In many organisations, downtime must be considered to meet demand. Although the redistribution of work may be complex, downtime cannot be ignored. Provide employees with the option of taking breaks, personal days, or vacations when necessary.
Your company's typical working hours should be clearly communicated to employees. In addition, they should be encouraged to turn off their phones and laptops when they are not working. Recognising that they have the right to separate work and personal life will encourage employees to do so. In order to motivate employees to do these things, you might want to introduce some employee wellness initiatives.
Even short breaks throughout the day can help improve their mood and productivity. Make it clear to your team members that they should not check their emails while on vacation. Find someone to cover their position if it is essential. Upon their return, they will be well-rested and ready to work.
Make Collaboration Easier by Investing in Tools.
Retention requires high levels of engagement and communication. Employees don't quit their jobs because they're awful. They leave lousy managers behind them. Organisational goals are more likely to be achieved by employees who clearly understand their responsibilities and are supported in fulfilling them.

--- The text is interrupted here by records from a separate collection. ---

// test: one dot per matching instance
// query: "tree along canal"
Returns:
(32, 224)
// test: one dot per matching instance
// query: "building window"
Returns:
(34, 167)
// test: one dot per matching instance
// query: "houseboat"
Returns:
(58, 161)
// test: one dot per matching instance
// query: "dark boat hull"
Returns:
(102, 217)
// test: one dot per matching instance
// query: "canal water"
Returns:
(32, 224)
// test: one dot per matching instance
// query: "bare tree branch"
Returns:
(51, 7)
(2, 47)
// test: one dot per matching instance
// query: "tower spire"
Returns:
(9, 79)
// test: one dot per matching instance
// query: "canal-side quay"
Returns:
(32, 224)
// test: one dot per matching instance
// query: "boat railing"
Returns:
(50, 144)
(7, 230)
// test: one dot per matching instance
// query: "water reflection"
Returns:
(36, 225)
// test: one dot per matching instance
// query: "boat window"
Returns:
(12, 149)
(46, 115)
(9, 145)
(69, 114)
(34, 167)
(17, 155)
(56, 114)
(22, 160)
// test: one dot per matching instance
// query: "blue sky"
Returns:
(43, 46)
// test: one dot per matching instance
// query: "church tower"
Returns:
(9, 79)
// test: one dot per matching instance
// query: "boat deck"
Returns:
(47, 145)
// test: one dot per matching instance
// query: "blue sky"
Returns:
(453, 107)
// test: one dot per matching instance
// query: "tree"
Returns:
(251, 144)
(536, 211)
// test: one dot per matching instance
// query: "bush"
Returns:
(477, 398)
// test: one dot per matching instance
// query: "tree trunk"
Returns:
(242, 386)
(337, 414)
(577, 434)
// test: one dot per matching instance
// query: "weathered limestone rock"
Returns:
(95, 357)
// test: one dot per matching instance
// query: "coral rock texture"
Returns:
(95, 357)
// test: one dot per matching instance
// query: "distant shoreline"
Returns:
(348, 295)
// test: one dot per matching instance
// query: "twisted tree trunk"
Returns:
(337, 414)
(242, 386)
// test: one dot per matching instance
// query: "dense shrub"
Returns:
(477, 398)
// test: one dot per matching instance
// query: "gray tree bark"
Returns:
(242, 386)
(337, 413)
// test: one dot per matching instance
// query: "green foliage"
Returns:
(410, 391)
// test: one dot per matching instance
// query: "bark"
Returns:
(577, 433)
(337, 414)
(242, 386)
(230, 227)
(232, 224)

Using employee engagement and performance management technology can help to boost productivity, knowledge sharing, and cooperation. Engagement will close the gap by providing coaching and feedback to both in-office and remote employees, connecting individual and team objectives to the organisation's strategic priorities.
Concentrate on the “Why”
Burnout is typically caused by a gap between a person's values and tasks. Although you are worried and exhausted, you continue to work, forgetting the reasons you joined the company or job in the first place. There is a risk of harm from it.
Creating a shared sense of why is a task for any leader must determine why we are motivated to complete the goal. As a leader, it is your responsibility to energise your team. Remember the purpose and why it is crucial for the business and your customers. People are more likely to be satisfied with their jobs if they share common beliefs and connections.
Commit to Mental Health and Empathy
There is increasing recognition that mental health is vital for individuals, groups, and society. Moreover, those their leaders support through empathy are more likely, to be honest and accurate.
When companies build stronger relationships with their employees, employees report it improved mental and physical health by 23% and 17%, respectively. Companies that provide holistic support to their employees report an increase of 21% in high performers. Additionally, employees feel heard and validated, resulting in a more productive work environment and a happier mind body soul.
Prioritise Your Own Health.
Before you can help your team members manage their stress, you must work on your own. Consider how you can help your employees get what they need instead of hunkering down and focusing" on your task.
The best start is by taking care of your physical and emotional health first; you need to take care of yourself. Get enough sleep at night, eat healthfully, exercise regularly, meditate, and find another person to vent to who isn't "your boss.". Taking care of oneself is more than a luxury; it is a necessity.